What is the issue?
The World Health Organization recommends that infants should be breastfed exclusively until six months of age with breastfeeding continuing as an important part of the infant’s diet until he or she is at least two years old. We know that breastfeeding is good for the short-term and long-term health of both infants and their mothers. Babies are less likely to develop lung or gut infections. They are also less likely to become overweight and develop diabetes later in life. The mothers are also less likely to develop diabetes and to experience breast or ovarian cancer. Many mothers may stop breastfeeding before they want to as a result of the problems they encounter. Good care and support may help women overcome difficulties and gain confidence so that they can continue to breastfeed.
This review looked at whether providing extra organised support for breastfeeding mothers would help mothers to continue to breastfeed when compared with standard maternity care. We were interested in support from health professionals including midwives, nurses and doctors, or from trained lay workers such as community health workers and volunteers.
Why is this important?
By knowing what kind of support can be provided to help mothers with breastfeeding, we can help them continue to breastfeed for as long as they want to, wherever they live. Stopping breastfeeding early may cause disappointment, depression and long-lasting distress for mothers and health problems for themselves and their infants.

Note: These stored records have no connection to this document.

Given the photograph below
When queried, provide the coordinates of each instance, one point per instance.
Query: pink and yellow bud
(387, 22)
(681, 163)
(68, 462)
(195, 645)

Support can be in the form of giving reassurance, praise, information, and the opportunity for women to discuss concerns and ask questions as needed.
What evidence did we find?
We searched for evidence on 11 May 2021. This updated review now includes 116 randomised controlled studies, of which 103 trials have contributed to the analyses, from 42 countries and involved 98,816 women and their babies. Some 55% of the women were from high-income countries, 37% from middle-income countries and 8% from low-income countries.
In this update of the review, we grouped interventions into two different categories. The first group, 'breastfeeding only', were interventions that only contained breastfeeding support. In the second group, breastfeeding support was one part of a larger intervention that also aimed to provide other health benefits for the mother or her infant (e.g. vaccinations, new baby care). We have called these 'breastfeeding plus' interventions.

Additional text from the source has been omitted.